O dear charity, he is not wrought on earth that—whatever else he may have—has not Thee. He truly that is busy to joy in Thee, is forthwith lift above earthly things. Thou enterest boldly the bedchamber of the Everlasting King. Thou only art not ashamed to receive Christ. He it is that thou hast sought and loved. Christ is thine: hold Him, for He cannot but receive thee, whom only thou desirest to obey. For withouten thee plainly no work pleases Him. Thou makest all things savoury. Thou art a heavenly seat; angels fellowship; a marvellous holiness; a blissful sight; and life that lasts endlessly.

O holy charity, how sweet thou art and comfortable; that remakest that that was broken. The fallen thou restorest; the bond thou deliverest; man thou makest even with angels. Thou raisest up those sitting and resting, and the raised thou makest sweet.

In this degree or state of love is love chaste, holy, and wilful; loving what is loved for the self, not for goods, and fastening itself altogether on that that is loved. Seeking nothing outward, pleased with itself: ardent, sweet-smelling, heartily binding love to itself in a marvellously surpassing manner. In the loved one joying; all other things despising and forgetting; thinking without forgetfulness; ascending in desire; falling in his love; going on in halsing; overcome by kissing; altogether molten in the fire of love.

Thus truly Christ’s lover keeps no order in his loving nor covets no degree, because however fervent and joyful he be in the love of God in this life, yet he thinks to love God more and more. Yea, though he might live here evermore yet he should not trow at any time to stand still and not progress in love, but rather the longer he shall live the more he should burn in love.

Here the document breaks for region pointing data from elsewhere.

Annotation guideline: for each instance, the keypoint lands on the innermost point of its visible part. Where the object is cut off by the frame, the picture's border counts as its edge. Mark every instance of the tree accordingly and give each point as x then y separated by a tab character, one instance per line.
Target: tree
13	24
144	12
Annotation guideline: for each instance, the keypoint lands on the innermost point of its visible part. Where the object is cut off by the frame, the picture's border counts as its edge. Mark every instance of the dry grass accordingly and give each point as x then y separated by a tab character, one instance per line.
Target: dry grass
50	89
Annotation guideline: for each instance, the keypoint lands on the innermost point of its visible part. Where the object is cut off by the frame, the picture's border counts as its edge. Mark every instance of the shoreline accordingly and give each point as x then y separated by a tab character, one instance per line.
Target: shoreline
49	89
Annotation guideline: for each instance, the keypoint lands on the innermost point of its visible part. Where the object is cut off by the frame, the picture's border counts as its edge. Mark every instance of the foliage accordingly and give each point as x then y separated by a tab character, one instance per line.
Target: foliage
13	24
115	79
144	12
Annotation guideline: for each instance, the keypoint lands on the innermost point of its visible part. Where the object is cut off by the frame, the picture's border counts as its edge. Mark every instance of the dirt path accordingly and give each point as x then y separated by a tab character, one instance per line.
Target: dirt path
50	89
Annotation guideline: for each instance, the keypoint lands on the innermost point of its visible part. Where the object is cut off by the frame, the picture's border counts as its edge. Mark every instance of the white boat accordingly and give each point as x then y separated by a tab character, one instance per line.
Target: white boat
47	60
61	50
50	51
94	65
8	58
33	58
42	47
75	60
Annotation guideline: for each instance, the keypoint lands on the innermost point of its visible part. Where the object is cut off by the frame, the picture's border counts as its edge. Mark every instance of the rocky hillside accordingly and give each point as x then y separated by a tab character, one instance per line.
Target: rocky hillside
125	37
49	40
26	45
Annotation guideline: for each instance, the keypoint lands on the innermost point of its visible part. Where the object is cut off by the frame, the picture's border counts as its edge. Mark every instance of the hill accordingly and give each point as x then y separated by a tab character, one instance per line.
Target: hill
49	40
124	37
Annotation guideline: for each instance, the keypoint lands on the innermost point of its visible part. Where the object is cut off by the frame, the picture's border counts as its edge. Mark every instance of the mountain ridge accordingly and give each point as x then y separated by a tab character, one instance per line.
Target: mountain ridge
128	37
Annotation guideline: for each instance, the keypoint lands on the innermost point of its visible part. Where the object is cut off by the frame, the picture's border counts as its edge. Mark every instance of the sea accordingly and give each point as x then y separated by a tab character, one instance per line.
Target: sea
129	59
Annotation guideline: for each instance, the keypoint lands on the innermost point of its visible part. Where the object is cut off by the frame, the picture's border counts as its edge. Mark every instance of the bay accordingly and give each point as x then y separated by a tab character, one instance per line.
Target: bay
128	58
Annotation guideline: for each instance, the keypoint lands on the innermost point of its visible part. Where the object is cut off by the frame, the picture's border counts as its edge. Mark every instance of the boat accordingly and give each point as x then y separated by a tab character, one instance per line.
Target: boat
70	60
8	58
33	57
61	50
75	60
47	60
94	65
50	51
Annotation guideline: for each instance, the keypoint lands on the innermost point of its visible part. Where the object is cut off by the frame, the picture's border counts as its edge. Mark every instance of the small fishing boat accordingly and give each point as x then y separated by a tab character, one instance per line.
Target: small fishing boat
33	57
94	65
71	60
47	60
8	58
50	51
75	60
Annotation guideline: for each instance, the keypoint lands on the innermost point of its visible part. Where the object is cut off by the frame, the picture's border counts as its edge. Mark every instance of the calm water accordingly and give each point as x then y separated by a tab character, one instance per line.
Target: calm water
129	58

God truly is of infinite greatness, better than we can think; of unreckoned sweetness; inconceivable of all natures wrought; and can never be comprehended by us as He is in Himself in eternity. But now, when the mind begins to burn in the desire for its Maker, she is made able to receive the unwrought light, and so inspired and fulfilled by the gifts of the Holy Ghost—as far as is lawful to mortals—she has heavenly joy. Then she overpasseth all things seen, and is raised up in height of mind to the sweetness of everlasting life. And whiles the soul is spread with the sweetness of the Godhead and the warmness of Creating Light, she is offered in sacrifice to the everlasting King, and being accepted is all burned up.

O merry love, strong, ravishing, burning, wilful, stalwart, unslakened, that brings all my soul to Thy service and suffers it to think of nothing but Thee. Thou challengest for Thyself all that we live; all that we savour; all that we are.

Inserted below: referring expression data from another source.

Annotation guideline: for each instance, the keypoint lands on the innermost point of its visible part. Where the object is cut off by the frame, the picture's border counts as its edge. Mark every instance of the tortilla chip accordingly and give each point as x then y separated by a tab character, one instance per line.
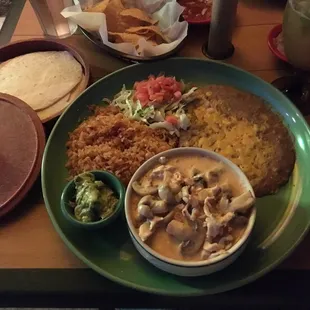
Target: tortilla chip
139	15
113	17
123	37
154	31
98	8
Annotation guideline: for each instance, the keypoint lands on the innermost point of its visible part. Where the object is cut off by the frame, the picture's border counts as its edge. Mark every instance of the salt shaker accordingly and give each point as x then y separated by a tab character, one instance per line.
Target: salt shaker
219	45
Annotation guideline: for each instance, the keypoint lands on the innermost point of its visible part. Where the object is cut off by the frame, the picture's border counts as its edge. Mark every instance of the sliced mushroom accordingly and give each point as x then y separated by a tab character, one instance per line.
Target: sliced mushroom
145	231
185	193
195	214
191	247
209	192
242	203
225	219
175	187
157	206
206	208
155	222
192	214
178	197
214	228
159	172
212	175
163	160
165	193
169	217
218	253
179	230
223	205
186	212
224	241
240	220
193	201
194	171
145	211
226	189
143	190
209	248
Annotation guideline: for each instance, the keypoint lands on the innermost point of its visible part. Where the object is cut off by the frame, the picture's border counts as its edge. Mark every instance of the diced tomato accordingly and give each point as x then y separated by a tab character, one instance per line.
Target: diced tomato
177	95
172	119
157	90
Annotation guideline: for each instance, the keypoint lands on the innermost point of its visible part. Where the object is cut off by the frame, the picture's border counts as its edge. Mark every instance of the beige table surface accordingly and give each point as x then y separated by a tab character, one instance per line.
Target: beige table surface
27	237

Thus therefore let Christ be the beginning of our love, whom we love for Himself. And so we love whatever is to be loved ordinately for Him that is the Well of love, and in whose hands we put all that we love and are loved by. Here soothly is perfect love shown: when all the intent of the mind, all the privy working of the heart, is lift up into God’s love; so that the might and mirth of true love be so mickle that no worldly joy, nor fleshly merchandise, be lawful nor liking.

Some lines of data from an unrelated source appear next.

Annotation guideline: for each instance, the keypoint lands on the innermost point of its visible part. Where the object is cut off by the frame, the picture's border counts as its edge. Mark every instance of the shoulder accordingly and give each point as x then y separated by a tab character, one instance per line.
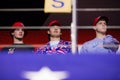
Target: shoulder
89	42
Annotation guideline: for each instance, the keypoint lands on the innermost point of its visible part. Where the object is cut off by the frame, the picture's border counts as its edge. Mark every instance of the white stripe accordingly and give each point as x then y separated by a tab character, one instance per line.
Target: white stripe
42	9
63	27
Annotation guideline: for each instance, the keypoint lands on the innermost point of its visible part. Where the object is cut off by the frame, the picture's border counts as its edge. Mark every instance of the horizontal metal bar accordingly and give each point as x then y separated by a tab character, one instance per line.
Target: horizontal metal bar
63	27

O love undeparted! O love singular! Although there were no torments for the wicked, nor no meed in heaven should be trowed for chosen souls, yet shouldst thou never the sooner loose thee from thy Love. More tolerable it were to thee to suffer an untrowed grief than once to sin deadly. Therefore truly thou lovest God for Himself and for no other thing, nor thyself except for God; and thereof it follows that nothing but God is loved in thee. How else should God be all in ilk thing, if there be any love of man in a man?

O clear charity, come into me and take me into thee and so present me before my Maker. Thou art savour well tasting; sweetness well smelling, and pleasant odour; a cleansing heat and a comfort endlessly lasting. Thou makest men contemplative; heaven’s gate thou openest; the mouths of accusers thou sparrest; thou makest God be seen and thou hidest a multitude of sins. We praise thee, we preach thee, by the which we overcome the world; by whom we joy and ascend the heavenly ladder. In thy sweetness glide into me: and I commend me and mine unto thee withouten end.